BAB 19

5K 299 32
                                    

"Yang tersenyum itu belum tentu bahagia. Kalian nggak tau aja kalau hatinya sedang menangis dan menahan sakit."

Kecoak bunting, telur kodok, tai ayam, semuanya adalah umpatan yang daritadi Bulan pendam. Padahal hatinya masih berbunga-bunga kalau Bintang bilang ia menyayangi Bulan. Tapi kenapa pagi ini Pak Kasim menghancurkan semuanya sih? Lagian, kenapa bisa pagi yang cerah begini sudah dikasih sarapan hitungan dan rumus-rumus.

"Sekali lagi, bagi yang tidak mengikuti remedial, kalian boleh keluar dan mempelajari bab selanjutnya." suara Pak Kasim lagi-lagi menyadarkan Bulan pada kenyataan.

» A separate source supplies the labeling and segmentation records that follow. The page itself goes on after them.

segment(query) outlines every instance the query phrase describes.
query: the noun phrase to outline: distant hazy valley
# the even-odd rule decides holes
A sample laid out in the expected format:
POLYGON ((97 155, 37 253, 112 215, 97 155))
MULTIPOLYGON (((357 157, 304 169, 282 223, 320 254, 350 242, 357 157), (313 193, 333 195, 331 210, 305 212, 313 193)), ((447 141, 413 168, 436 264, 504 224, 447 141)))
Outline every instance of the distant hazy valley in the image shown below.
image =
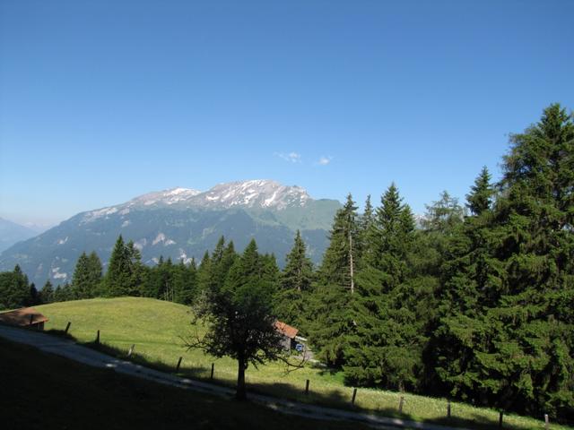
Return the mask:
MULTIPOLYGON (((303 188, 270 180, 220 184, 206 192, 174 188, 150 193, 79 213, 37 236, 32 230, 22 230, 18 236, 20 230, 14 228, 12 236, 2 236, 1 245, 5 243, 7 249, 0 254, 0 270, 20 264, 39 287, 48 279, 65 283, 71 280, 84 251, 96 251, 105 267, 120 234, 134 241, 147 264, 153 264, 160 255, 199 261, 224 236, 239 250, 255 238, 261 252, 274 253, 283 265, 297 229, 317 263, 340 206, 335 200, 315 200, 303 188), (21 240, 24 241, 12 245, 21 240)), ((9 221, 2 220, 0 228, 4 222, 9 221)))

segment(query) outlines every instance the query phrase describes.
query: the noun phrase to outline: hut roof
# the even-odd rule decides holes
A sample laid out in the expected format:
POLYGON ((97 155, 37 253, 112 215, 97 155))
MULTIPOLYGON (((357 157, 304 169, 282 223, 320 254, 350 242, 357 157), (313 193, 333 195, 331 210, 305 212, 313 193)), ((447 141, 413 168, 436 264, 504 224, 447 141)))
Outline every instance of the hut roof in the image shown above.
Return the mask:
POLYGON ((277 331, 283 334, 284 336, 287 336, 290 339, 295 339, 295 336, 297 336, 297 333, 299 332, 299 330, 297 330, 295 327, 291 327, 291 325, 286 324, 285 322, 283 322, 281 321, 275 322, 275 328, 277 329, 277 331))
POLYGON ((22 307, 13 311, 0 313, 0 322, 10 325, 26 327, 28 325, 46 322, 48 318, 33 307, 22 307))

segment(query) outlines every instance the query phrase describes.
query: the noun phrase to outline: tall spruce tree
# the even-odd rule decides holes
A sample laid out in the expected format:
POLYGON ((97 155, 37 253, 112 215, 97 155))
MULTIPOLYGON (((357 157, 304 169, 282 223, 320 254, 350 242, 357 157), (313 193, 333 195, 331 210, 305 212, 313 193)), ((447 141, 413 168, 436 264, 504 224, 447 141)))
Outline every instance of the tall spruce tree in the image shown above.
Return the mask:
POLYGON ((354 293, 358 242, 357 207, 349 194, 335 215, 330 243, 309 297, 309 338, 317 357, 341 366, 345 362, 348 336, 353 331, 354 293))
POLYGON ((409 271, 414 221, 394 184, 381 202, 357 277, 355 330, 344 368, 354 383, 415 389, 423 368, 424 305, 432 291, 409 271))
MULTIPOLYGON (((441 320, 439 341, 448 348, 438 373, 463 397, 556 415, 574 407, 572 117, 552 105, 510 141, 495 207, 478 218, 481 306, 441 320)), ((471 245, 462 258, 475 254, 471 245)), ((465 276, 455 271, 452 280, 465 276)))
POLYGON ((474 215, 480 215, 491 209, 493 196, 494 188, 491 184, 491 174, 484 166, 474 180, 471 192, 466 194, 466 207, 474 215))
POLYGON ((103 280, 104 295, 108 297, 140 296, 146 284, 142 256, 134 242, 124 243, 121 235, 109 258, 108 271, 103 280))
POLYGON ((101 262, 98 254, 92 252, 88 256, 86 253, 82 253, 72 278, 72 297, 74 299, 96 297, 100 281, 101 262))
POLYGON ((39 300, 43 304, 52 303, 54 301, 54 287, 49 280, 46 281, 39 292, 39 300))
POLYGON ((275 296, 275 312, 283 322, 306 331, 308 300, 313 280, 313 263, 307 256, 305 242, 299 230, 286 257, 275 296))

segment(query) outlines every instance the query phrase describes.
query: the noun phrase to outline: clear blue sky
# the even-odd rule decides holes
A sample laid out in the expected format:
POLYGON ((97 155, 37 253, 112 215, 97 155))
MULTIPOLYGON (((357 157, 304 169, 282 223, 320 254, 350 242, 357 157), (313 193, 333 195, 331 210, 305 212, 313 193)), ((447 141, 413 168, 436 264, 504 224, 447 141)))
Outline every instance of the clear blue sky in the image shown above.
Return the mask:
POLYGON ((570 0, 0 0, 0 216, 250 178, 361 203, 395 181, 418 213, 464 199, 509 133, 574 108, 573 17, 570 0))

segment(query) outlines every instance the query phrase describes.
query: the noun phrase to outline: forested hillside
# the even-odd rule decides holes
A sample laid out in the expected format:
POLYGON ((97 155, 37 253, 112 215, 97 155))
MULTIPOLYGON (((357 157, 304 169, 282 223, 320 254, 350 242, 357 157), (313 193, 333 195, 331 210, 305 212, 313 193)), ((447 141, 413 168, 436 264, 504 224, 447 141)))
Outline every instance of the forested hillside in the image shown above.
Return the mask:
MULTIPOLYGON (((511 135, 501 166, 498 183, 477 172, 464 203, 444 192, 421 228, 396 184, 361 214, 350 194, 320 266, 299 233, 283 271, 272 254, 257 257, 275 285, 277 316, 353 385, 574 419, 572 116, 547 108, 511 135)), ((84 254, 72 283, 42 297, 191 305, 223 285, 238 258, 222 238, 197 265, 161 260, 150 268, 120 236, 104 276, 98 256, 84 254)), ((19 269, 2 276, 3 297, 22 293, 4 306, 33 302, 19 269)))

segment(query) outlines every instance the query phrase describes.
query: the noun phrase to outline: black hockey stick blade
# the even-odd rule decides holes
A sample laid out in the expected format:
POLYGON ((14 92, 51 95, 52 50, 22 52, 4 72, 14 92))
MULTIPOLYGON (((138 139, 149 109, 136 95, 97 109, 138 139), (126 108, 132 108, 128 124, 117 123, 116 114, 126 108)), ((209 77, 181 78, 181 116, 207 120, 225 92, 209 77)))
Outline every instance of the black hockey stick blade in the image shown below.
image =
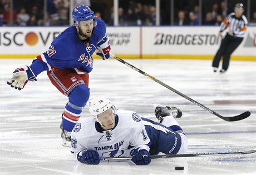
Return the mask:
POLYGON ((221 119, 223 119, 223 120, 224 120, 225 121, 227 121, 227 122, 238 121, 240 121, 242 119, 245 119, 245 118, 248 117, 249 116, 250 116, 250 112, 247 111, 245 112, 244 112, 243 113, 240 114, 240 115, 234 116, 234 117, 223 117, 223 116, 220 115, 219 114, 218 114, 218 113, 216 113, 216 112, 215 112, 215 111, 208 108, 208 107, 204 106, 202 104, 196 102, 195 100, 193 99, 190 97, 189 97, 188 96, 186 96, 185 94, 181 93, 180 92, 178 91, 175 89, 174 89, 174 88, 172 88, 171 87, 167 85, 166 84, 162 82, 161 81, 160 81, 160 80, 155 78, 153 76, 150 76, 150 74, 149 74, 146 73, 146 72, 142 71, 142 70, 141 70, 141 69, 136 68, 136 67, 131 65, 131 64, 127 63, 125 61, 124 61, 124 60, 123 60, 123 59, 121 59, 121 58, 119 58, 115 56, 114 54, 112 54, 111 53, 110 53, 110 56, 111 56, 111 57, 112 58, 115 58, 117 61, 118 61, 120 62, 123 63, 124 64, 127 66, 127 67, 129 67, 130 68, 134 69, 134 71, 140 73, 141 74, 143 74, 144 76, 145 76, 146 77, 149 77, 149 78, 151 79, 152 80, 153 80, 154 81, 156 82, 156 83, 162 85, 163 86, 166 87, 168 89, 170 89, 171 91, 176 93, 178 95, 184 97, 184 98, 186 99, 187 100, 188 100, 189 101, 190 101, 190 102, 191 102, 194 104, 198 106, 200 108, 202 108, 204 110, 210 112, 213 114, 215 115, 216 116, 219 117, 220 118, 221 118, 221 119))
MULTIPOLYGON (((191 153, 183 154, 169 154, 169 155, 153 155, 150 156, 151 159, 156 159, 160 158, 176 158, 176 157, 205 157, 205 156, 232 156, 232 155, 241 155, 252 154, 256 152, 256 150, 252 149, 243 152, 225 152, 216 153, 191 153)), ((129 160, 131 159, 132 156, 127 157, 100 157, 101 161, 111 161, 111 160, 129 160)))
POLYGON ((223 117, 220 115, 217 116, 219 118, 222 119, 224 119, 225 121, 228 122, 235 122, 240 121, 242 119, 247 118, 249 116, 250 116, 250 112, 249 111, 247 111, 244 112, 243 113, 240 114, 240 115, 234 116, 234 117, 223 117))

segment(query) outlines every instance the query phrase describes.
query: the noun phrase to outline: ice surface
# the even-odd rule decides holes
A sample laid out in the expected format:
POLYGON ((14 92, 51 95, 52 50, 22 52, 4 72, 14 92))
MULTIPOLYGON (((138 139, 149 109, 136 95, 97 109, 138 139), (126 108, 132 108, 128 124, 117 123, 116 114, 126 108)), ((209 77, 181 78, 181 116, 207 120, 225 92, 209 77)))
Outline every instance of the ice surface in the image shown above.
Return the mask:
MULTIPOLYGON (((95 60, 91 97, 110 98, 120 109, 154 121, 152 103, 183 113, 178 121, 189 142, 188 153, 256 149, 256 62, 231 61, 224 74, 214 73, 210 60, 125 59, 176 90, 223 116, 249 111, 251 116, 228 122, 114 59, 95 60)), ((32 59, 0 59, 0 174, 255 174, 256 154, 163 158, 149 166, 130 161, 78 162, 61 146, 59 126, 67 98, 51 84, 46 72, 21 91, 6 81, 14 69, 32 59), (184 171, 174 170, 184 166, 184 171)), ((81 117, 89 116, 88 107, 81 117)))

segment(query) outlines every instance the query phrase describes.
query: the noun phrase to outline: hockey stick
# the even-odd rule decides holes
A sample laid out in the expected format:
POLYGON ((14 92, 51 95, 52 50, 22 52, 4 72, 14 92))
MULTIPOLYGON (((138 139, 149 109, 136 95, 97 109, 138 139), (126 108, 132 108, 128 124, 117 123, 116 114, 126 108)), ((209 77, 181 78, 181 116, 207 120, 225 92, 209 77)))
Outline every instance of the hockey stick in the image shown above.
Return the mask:
POLYGON ((137 72, 141 73, 143 75, 144 75, 144 76, 145 76, 146 77, 148 77, 149 78, 151 78, 151 79, 152 79, 155 82, 158 83, 159 84, 160 84, 161 85, 164 86, 166 88, 171 90, 171 91, 176 93, 176 94, 180 95, 180 96, 185 98, 187 100, 190 101, 190 102, 192 102, 192 103, 198 106, 199 107, 202 108, 204 110, 210 112, 213 114, 215 115, 216 116, 222 119, 224 119, 225 121, 228 121, 228 122, 238 121, 243 119, 244 118, 246 118, 248 117, 249 116, 250 116, 250 112, 249 112, 249 111, 247 111, 247 112, 244 112, 243 113, 240 114, 240 115, 235 116, 234 116, 234 117, 223 117, 222 116, 220 116, 219 114, 218 114, 216 112, 215 112, 215 111, 213 111, 211 109, 210 109, 208 107, 204 106, 204 105, 203 105, 201 103, 196 102, 196 101, 193 99, 192 98, 188 97, 187 96, 183 94, 182 93, 178 91, 177 90, 173 88, 172 87, 169 86, 166 84, 164 83, 163 82, 162 82, 161 81, 158 80, 157 79, 155 78, 155 77, 148 74, 146 72, 141 71, 141 69, 136 68, 136 67, 131 65, 131 64, 128 63, 125 61, 124 61, 124 60, 123 60, 123 59, 121 59, 121 58, 119 58, 115 56, 114 54, 112 54, 111 53, 110 54, 110 56, 113 58, 115 58, 115 59, 116 59, 118 61, 121 62, 124 64, 126 65, 127 66, 128 66, 129 67, 131 68, 131 69, 135 70, 135 71, 137 71, 137 72))
MULTIPOLYGON (((220 153, 192 153, 183 154, 169 154, 169 155, 152 155, 150 156, 151 159, 159 158, 176 158, 176 157, 203 157, 203 156, 231 156, 252 154, 256 152, 256 150, 250 150, 243 152, 225 152, 220 153)), ((129 160, 131 159, 132 156, 127 157, 100 157, 101 161, 110 160, 129 160)))

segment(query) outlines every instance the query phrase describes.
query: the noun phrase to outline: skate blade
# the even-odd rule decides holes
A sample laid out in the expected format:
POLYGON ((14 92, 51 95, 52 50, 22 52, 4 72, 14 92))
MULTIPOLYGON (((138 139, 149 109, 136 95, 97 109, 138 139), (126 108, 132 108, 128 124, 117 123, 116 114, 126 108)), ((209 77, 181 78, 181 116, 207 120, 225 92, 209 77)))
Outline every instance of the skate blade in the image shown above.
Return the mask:
POLYGON ((157 107, 163 107, 164 106, 160 104, 156 104, 156 103, 152 103, 152 106, 154 107, 154 108, 156 108, 157 107))
POLYGON ((62 139, 62 146, 66 147, 71 147, 71 142, 68 142, 65 139, 62 139))

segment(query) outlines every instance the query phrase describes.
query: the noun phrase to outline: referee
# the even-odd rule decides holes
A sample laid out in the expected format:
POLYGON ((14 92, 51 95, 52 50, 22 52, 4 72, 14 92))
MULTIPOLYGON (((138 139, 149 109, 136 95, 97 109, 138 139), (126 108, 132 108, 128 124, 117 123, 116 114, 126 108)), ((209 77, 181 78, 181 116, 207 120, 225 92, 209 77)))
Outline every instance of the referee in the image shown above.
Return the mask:
POLYGON ((213 62, 213 71, 217 72, 221 57, 223 57, 222 69, 220 72, 223 73, 228 69, 231 54, 241 43, 245 34, 248 24, 247 19, 244 15, 242 3, 237 3, 234 8, 234 12, 230 13, 220 24, 219 36, 222 38, 221 32, 228 27, 229 31, 224 39, 221 40, 220 48, 213 62))

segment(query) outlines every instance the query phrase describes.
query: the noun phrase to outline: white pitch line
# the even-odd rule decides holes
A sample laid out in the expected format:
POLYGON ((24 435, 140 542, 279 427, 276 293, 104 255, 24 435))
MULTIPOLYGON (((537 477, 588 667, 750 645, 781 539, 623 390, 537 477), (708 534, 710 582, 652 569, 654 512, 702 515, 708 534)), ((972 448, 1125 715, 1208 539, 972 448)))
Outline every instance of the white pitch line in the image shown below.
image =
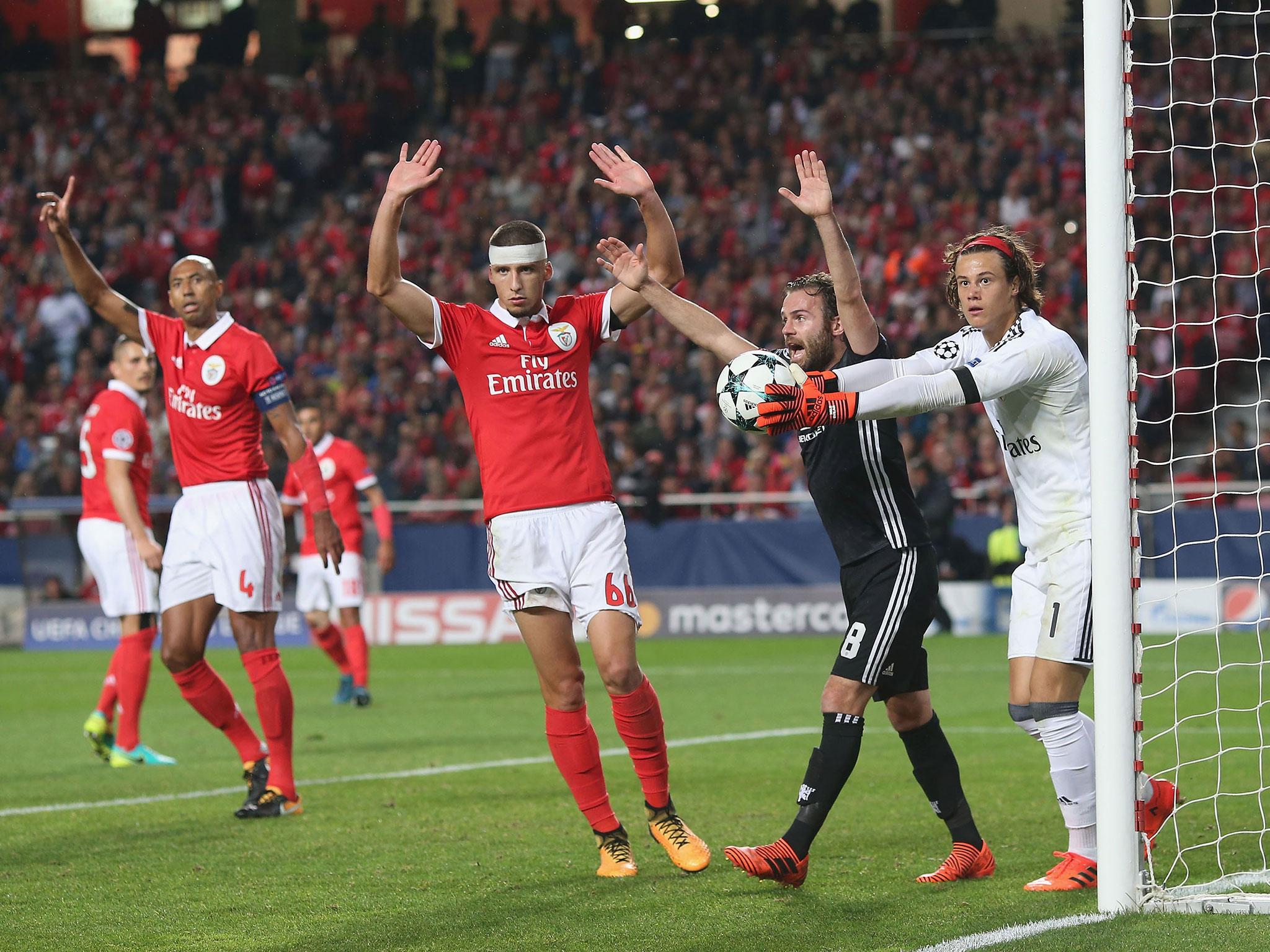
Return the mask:
MULTIPOLYGON (((865 729, 867 734, 888 732, 883 726, 865 729)), ((681 737, 668 740, 668 748, 695 748, 702 744, 730 744, 740 740, 767 740, 770 737, 796 737, 808 734, 819 734, 819 727, 777 727, 766 731, 747 731, 744 734, 710 734, 704 737, 681 737)), ((1019 729, 1010 725, 964 725, 944 727, 945 734, 1019 734, 1019 729)), ((1212 729, 1194 729, 1179 731, 1182 734, 1213 734, 1212 729)), ((622 757, 626 748, 608 748, 601 750, 601 757, 622 757)), ((470 764, 444 764, 442 767, 417 767, 411 770, 389 770, 385 773, 356 773, 348 777, 323 777, 319 779, 306 779, 302 787, 329 787, 333 783, 361 783, 362 781, 396 781, 409 777, 439 777, 446 773, 467 773, 469 770, 490 770, 500 767, 530 767, 533 764, 549 764, 550 757, 513 757, 502 760, 480 760, 470 764)), ((226 793, 240 793, 241 784, 235 787, 217 787, 216 790, 192 790, 184 793, 155 793, 147 797, 118 797, 117 800, 84 800, 75 803, 38 803, 36 806, 11 806, 0 810, 0 819, 6 816, 27 816, 29 814, 60 814, 67 810, 100 810, 108 806, 144 806, 145 803, 169 803, 177 800, 203 800, 206 797, 220 797, 226 793)))
POLYGON ((1111 913, 1086 913, 1083 915, 1064 915, 1060 919, 1040 919, 1034 923, 1007 925, 1003 929, 993 929, 992 932, 977 932, 972 935, 961 935, 960 938, 940 942, 935 946, 923 946, 917 952, 972 952, 977 948, 999 946, 1002 942, 1017 942, 1031 935, 1040 935, 1043 932, 1102 923, 1111 916, 1111 913))
MULTIPOLYGON (((730 744, 739 740, 767 740, 768 737, 794 737, 805 734, 819 734, 819 727, 780 727, 767 731, 747 731, 744 734, 710 734, 704 737, 682 737, 668 740, 668 748, 695 748, 702 744, 730 744)), ((625 757, 626 748, 608 748, 599 751, 601 757, 625 757)), ((418 767, 413 770, 387 770, 385 773, 357 773, 348 777, 324 777, 304 781, 302 787, 326 787, 333 783, 361 783, 362 781, 396 781, 409 777, 439 777, 446 773, 466 773, 469 770, 489 770, 500 767, 530 767, 549 764, 551 757, 513 757, 502 760, 481 760, 471 764, 446 764, 443 767, 418 767)), ((149 797, 119 797, 117 800, 89 800, 77 803, 41 803, 38 806, 15 806, 0 810, 4 816, 27 816, 29 814, 60 814, 67 810, 100 810, 108 806, 142 806, 145 803, 169 803, 175 800, 203 800, 226 793, 241 793, 243 786, 217 787, 216 790, 194 790, 185 793, 156 793, 149 797)))

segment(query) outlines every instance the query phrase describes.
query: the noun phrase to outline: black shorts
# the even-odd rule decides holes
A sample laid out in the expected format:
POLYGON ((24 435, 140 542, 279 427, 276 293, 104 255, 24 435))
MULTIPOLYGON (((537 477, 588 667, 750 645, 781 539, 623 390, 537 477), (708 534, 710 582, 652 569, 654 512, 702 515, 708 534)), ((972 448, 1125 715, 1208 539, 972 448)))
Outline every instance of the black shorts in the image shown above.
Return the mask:
POLYGON ((874 701, 926 691, 922 638, 940 597, 932 546, 885 548, 842 566, 847 633, 833 663, 839 678, 875 684, 874 701))

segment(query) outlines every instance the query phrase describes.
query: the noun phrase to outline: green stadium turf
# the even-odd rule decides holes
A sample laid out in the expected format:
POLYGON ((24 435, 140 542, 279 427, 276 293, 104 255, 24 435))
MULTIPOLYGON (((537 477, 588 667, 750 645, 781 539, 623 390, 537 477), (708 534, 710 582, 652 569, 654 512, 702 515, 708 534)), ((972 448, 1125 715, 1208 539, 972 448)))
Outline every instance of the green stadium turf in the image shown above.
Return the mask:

Di ujung pintu, Melan sedang berdadah-dadah ria memamerkan barisan giginya. Jangan lupakan soal Zoella yang sedang ada di samping Melan. Namun, wajah Zoella tidak mengejek atau mengolok  Bulan. Wajahnya datar, dan matanya sedikit.... Sembab.

Padahal, jika ditelaah lagi, nilai Bulan itu nggak kecil-kecil banget kok. Dia bisa dapet 58 dengan KKMnya 78. Ah nggak jadi deh, bedanya jauh banget.

Bulan memandangi kertas putih yang berisi soal dengan angka-angka itu. Ia mengembuskan napasnya panjang.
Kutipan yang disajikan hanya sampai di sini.